A Night at GRIT
Words: Faith Thurnwald
Photos: Victoria Tuakimoana
The night starts in the afternoon. A dirty gin martini or a peculiar take on one at least. The home bars out of olive juice, so pickle juice and blue cheese seem to suffice. Time to get dressed up nice, and find someone who can actually make a drink.
We arrive at Echo and Bounce, for the closing night of Grit. First order of business as usual is to find the bar – once sorted it’s time to move onto the second obligatory point of order: a gritty bar bathroom pic. Grit is a week of workshops and art exhibits centralized around the gumption of girlhood. Grit is described by the events curator, Mayatu Nova as the collective and personal frustrations faced by women. It’s the realisation that women have so many shared experiences, it’s getting angry that we all have to go through the same bullshit.
Female rage, a subject I’m well versed in – just ask the voice notes in my girls group chat, or an unsuspecting driver who forgot to indicate. And although I jest we know it goes far deeper than that. Female rage comes from a long lineage of the suffering we women have had to endure. It lives in our bones, in our very being. It’s far more than the monthly malleus that comes with PMS, when you want to punch your broom for just fucking standing there in the kitchen corner. It’s a collective notion that we are lesser, it’s a universal pain when we’re silenced, it’s the outrage of the notion we can’t even control our own bodies.
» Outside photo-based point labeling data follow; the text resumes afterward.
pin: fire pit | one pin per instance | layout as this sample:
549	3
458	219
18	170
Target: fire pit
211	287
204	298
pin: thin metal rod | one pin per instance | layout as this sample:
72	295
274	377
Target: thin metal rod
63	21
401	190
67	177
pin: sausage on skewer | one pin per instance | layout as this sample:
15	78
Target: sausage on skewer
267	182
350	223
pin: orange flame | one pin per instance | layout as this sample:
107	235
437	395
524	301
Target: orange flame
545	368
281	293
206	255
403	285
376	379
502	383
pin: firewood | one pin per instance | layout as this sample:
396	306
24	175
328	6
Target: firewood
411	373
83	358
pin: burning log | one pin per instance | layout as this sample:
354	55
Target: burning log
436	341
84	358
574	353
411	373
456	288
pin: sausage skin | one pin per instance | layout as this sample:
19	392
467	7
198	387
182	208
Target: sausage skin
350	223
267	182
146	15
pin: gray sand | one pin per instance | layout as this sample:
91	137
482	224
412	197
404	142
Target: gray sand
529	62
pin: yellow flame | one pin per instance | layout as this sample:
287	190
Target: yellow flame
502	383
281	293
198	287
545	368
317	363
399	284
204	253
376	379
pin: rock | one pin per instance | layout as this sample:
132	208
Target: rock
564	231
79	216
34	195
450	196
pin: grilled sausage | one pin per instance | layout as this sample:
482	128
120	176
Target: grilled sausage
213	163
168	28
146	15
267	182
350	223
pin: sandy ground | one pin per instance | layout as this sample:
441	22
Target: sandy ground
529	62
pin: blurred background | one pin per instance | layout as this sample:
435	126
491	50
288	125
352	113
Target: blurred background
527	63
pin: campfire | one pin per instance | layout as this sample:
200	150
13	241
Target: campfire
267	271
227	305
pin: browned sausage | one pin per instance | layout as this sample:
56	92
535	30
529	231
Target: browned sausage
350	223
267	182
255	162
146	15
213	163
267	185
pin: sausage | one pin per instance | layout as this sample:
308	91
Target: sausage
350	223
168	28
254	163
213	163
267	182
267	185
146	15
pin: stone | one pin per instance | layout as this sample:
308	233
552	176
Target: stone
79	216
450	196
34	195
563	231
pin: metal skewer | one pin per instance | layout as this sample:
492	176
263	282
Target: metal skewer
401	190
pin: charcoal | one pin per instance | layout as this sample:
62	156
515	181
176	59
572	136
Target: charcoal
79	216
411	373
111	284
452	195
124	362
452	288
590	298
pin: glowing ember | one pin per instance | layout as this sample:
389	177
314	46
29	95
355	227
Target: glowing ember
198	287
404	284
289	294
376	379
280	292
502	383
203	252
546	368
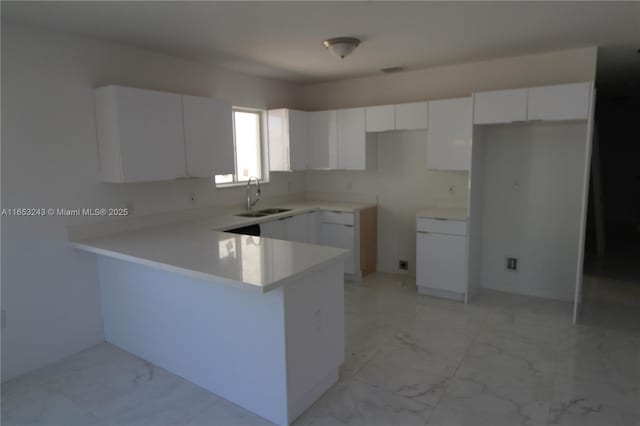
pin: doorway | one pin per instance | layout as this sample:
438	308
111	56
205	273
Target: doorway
611	273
It’s the person reading this right now who thinks I’m being hyperbolic, to whom I say; if you don’t get it, then you can just stop reading right now, exit this tab and go fuck yourself. But I digress –
Rant down, bathroom selfies done, it’s time for the art. I bound up the stairs of Echo and Bounce, and straight away recognize some of the local Brisbane Girlies. It’s immediately obvious this exhibition is centered around womanhood. One can’t ignore the themes of the body image debate, the duality of womanhood: to embrace who we really are or to become what is expected, what is required.
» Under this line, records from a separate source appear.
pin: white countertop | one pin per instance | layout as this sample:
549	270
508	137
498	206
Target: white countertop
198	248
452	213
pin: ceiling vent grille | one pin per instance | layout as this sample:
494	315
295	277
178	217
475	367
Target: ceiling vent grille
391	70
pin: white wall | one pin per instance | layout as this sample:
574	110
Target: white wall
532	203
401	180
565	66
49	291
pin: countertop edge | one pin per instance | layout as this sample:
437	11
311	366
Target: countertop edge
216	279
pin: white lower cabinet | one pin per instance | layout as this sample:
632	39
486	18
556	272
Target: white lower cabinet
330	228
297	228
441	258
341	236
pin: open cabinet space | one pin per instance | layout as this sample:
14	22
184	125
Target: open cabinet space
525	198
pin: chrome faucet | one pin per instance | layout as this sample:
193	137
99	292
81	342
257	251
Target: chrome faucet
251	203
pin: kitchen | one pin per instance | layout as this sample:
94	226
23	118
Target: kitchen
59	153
Phoebe exhibits a painting depicting mutual masturbation. Where a woman takes her pleasure into her own hands (literally). Pleasure isn’t purely enjoyed or given by a man, but even in this position of power we see the woman remains an object. The males dick – in hand – is centered, and in the position of power; kneeling over the female. It appears even here, man are subject, woman are object.
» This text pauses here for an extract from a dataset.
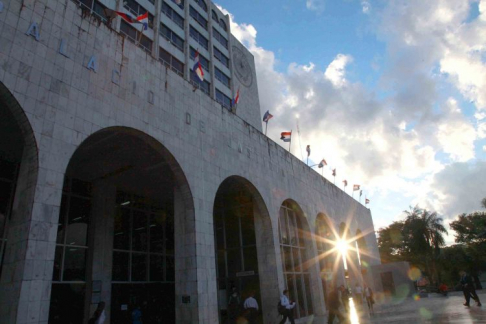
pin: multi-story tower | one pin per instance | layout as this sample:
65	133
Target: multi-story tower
125	180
Eye Fleur exhibits her signature form: clay sculptures, painted and glazed to perfection. She touches on femininity, and intimacy. Her piece on display tonight explores the fluidity of the ever-changing female form. The audacity of embracing how we change with time: no longer hiding period pads in the bottom of the bin, no longer hating hair that’s only protecting our skin; our arms, our belly, our face and no longer feeling ashamed for simply growing.
I embrace growing and I end my night with McDonalds in bed, because while I went out in heels and a tight dress, looking stunning, I am also quite equipped at looking gross and rotting in bed. Ah yes, the duality of women.